If you are afraid of certain breeds of dogs, don’t go to a dog park. Your nervousness and concerns may be transmitted to your dog, thus encouraging a confrontation which could wind up with a dog getting injured – either your dog or another one at the park.
Don’t bring highly sensitive dogs to a dog park where there are lots of dogs. This atmosphere will overwhelm them. The “rule of thumb” is no more than 2 dogs per every 20 yards of space. But you still may overwhelm a sensitive dog, and it is highly recommended that you make play dates with friends with like dogs in the yard at home rather than force a sensitive dog into a dog park situation.
Do not bring toys or treats to a dog park. These are two things that can / might create a disturbance and encourage possessiveness by your dog. If someone else is in the park with a toy or treats, wait until they leave if you feel that a situation might arise. (This also applies to snacks for you while at the dog park – eat before you go or afterwards – not while at the dog park).
Don’t let a dog off lead in a dog park if he / she is not responsive to verbal commands. Dogs should be taught the elementary commands before they are permitted to interact in this type of community. (Training should be done to have a well mannered dog in any circumstance.) Dogs taken to a Dog Park should have a very strong Recall. Train them to Come when called. Train them to Leave It! DO NOT let dogs smell feces on the ground that may be loaded with worms and worm eggs.
If your dog is being bullied by another dog (or dogs) remove him / her from the dog park. Conversely, if your dog is doing the bullying, take him / her away from the dog park. Most Greyhounds are not the ones doing the bullying – but I never say never when cautioning people about things that can happen.
When at a dog park, there is a lot of advice passed from person to person. Use discretion as to what you absorb as these are dog owners and not professionals. If you need advice, go to a professional dog trainer with your questions. I have many professionals who I recommend – you need to watch out for people who say they are “dog trainers” and yet they have no credentials or education to properly train a dog.

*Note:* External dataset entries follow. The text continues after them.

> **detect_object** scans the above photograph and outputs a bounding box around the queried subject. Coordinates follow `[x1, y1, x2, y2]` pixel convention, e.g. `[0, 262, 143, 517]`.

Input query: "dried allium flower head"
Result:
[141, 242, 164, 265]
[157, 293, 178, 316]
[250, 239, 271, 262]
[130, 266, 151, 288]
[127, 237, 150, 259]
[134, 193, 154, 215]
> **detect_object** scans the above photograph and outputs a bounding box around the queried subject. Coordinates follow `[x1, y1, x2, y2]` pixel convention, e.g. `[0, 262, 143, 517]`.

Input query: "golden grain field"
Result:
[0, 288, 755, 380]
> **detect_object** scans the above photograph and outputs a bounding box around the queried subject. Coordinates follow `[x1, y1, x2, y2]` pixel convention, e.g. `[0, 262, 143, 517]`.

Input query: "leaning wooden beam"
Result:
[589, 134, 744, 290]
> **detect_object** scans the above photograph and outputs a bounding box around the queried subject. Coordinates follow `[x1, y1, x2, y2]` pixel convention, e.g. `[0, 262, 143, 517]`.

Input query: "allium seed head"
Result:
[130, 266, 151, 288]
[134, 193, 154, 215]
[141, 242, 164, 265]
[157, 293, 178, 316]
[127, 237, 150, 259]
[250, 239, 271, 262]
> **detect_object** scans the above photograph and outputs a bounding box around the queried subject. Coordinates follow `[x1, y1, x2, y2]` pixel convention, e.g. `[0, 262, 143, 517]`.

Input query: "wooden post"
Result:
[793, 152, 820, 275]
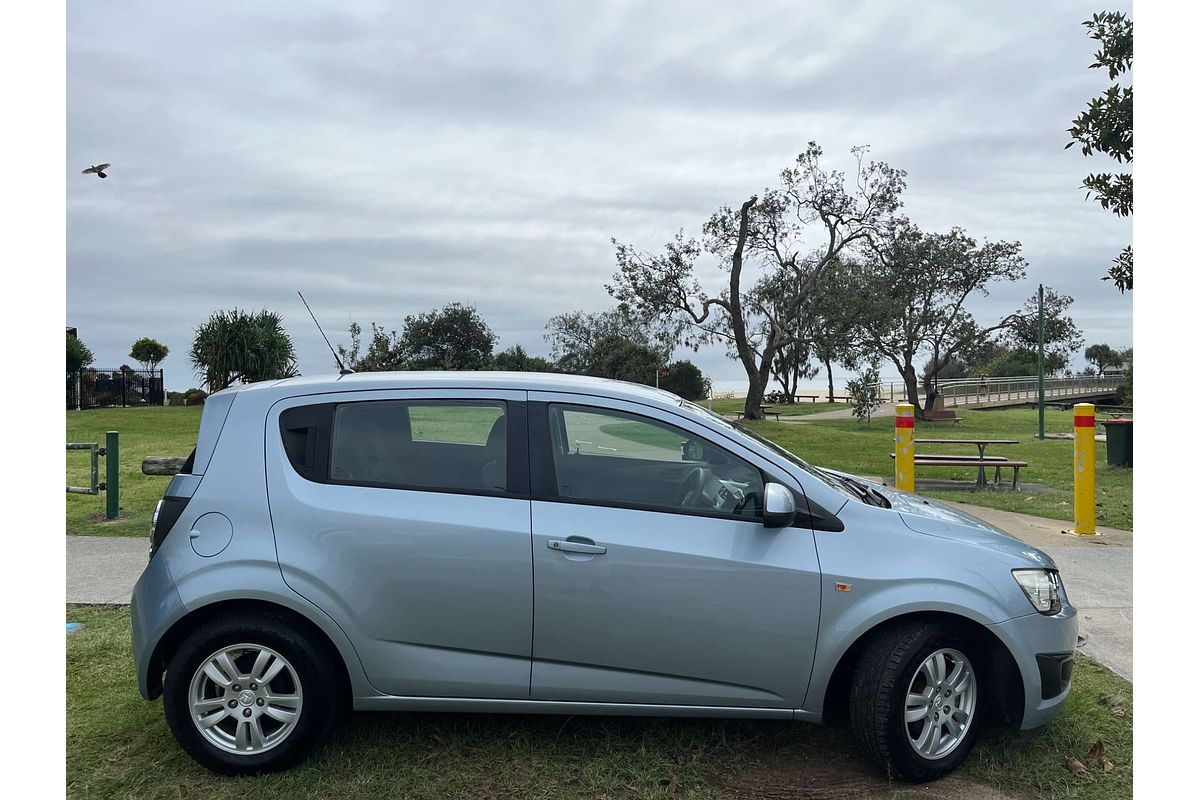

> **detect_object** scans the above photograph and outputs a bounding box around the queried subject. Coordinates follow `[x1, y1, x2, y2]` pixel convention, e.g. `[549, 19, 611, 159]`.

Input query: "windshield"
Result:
[683, 401, 856, 497]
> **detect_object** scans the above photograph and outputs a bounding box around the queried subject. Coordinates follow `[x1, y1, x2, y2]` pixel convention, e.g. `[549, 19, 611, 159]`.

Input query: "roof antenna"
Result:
[296, 291, 354, 375]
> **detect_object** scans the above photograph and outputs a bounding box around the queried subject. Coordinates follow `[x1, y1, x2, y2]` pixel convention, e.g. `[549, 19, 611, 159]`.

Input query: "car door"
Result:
[266, 390, 533, 699]
[529, 392, 820, 708]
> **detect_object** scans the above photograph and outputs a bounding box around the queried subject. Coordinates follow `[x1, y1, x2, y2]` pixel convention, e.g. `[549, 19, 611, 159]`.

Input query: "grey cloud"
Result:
[66, 1, 1129, 386]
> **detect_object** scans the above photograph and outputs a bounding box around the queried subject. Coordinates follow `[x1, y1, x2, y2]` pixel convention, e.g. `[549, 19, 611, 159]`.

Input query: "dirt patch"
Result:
[716, 748, 1025, 800]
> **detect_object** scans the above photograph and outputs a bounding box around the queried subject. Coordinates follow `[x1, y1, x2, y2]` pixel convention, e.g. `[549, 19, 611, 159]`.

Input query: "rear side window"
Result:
[329, 399, 508, 492]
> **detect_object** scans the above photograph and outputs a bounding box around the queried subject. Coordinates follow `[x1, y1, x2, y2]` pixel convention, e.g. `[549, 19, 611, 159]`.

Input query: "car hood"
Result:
[822, 468, 1057, 570]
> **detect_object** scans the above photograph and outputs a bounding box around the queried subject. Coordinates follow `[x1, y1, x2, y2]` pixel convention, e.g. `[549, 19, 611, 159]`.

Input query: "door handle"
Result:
[546, 539, 608, 555]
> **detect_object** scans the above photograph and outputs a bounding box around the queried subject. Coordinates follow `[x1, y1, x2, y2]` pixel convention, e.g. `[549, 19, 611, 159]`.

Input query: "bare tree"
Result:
[607, 143, 905, 420]
[853, 223, 1026, 416]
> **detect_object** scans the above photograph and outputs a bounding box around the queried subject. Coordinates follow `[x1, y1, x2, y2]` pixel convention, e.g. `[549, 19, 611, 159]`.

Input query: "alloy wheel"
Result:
[904, 648, 977, 760]
[187, 644, 304, 756]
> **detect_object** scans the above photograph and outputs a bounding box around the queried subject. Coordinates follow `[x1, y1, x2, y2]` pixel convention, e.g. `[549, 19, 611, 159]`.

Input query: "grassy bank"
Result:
[700, 397, 850, 416]
[66, 606, 1133, 800]
[750, 409, 1133, 530]
[66, 405, 202, 536]
[66, 401, 1133, 536]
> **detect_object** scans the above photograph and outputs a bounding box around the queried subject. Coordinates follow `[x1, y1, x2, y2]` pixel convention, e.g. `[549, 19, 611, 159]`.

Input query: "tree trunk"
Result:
[744, 373, 767, 420]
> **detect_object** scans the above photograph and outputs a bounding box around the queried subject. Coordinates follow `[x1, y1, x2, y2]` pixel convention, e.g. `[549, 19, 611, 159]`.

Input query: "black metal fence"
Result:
[67, 367, 167, 409]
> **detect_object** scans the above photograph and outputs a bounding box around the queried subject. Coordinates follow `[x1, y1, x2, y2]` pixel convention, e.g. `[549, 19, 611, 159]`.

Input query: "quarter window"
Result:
[548, 403, 763, 517]
[329, 401, 508, 492]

Watch for dog body posture or communication signals – on your dog and on the others in the park. Dogs can give a warning that something is “wrong” and you may be able to stop it before it escalates if you observe the body language for stress, fear, and tension as well as that which occurs for play and enjoyment. Know when your intervention is required and when the dogs are able to handle the situation on their own.
I highly recommend taking a Greyhound on “play dates” with other Greyhounds in their fenced in yard. Often I can put you together with another Greyhound owner in your area where these arrangements can be made. Please call me if I can help.
When you take your dog to a dog park you need to be aware that there are certain risks involved regarding injury to your dog or that he / she may injure another dog at the park. Be vigilant – be careful and you and your dog will be able to enjoy the time you spend together at the dog park.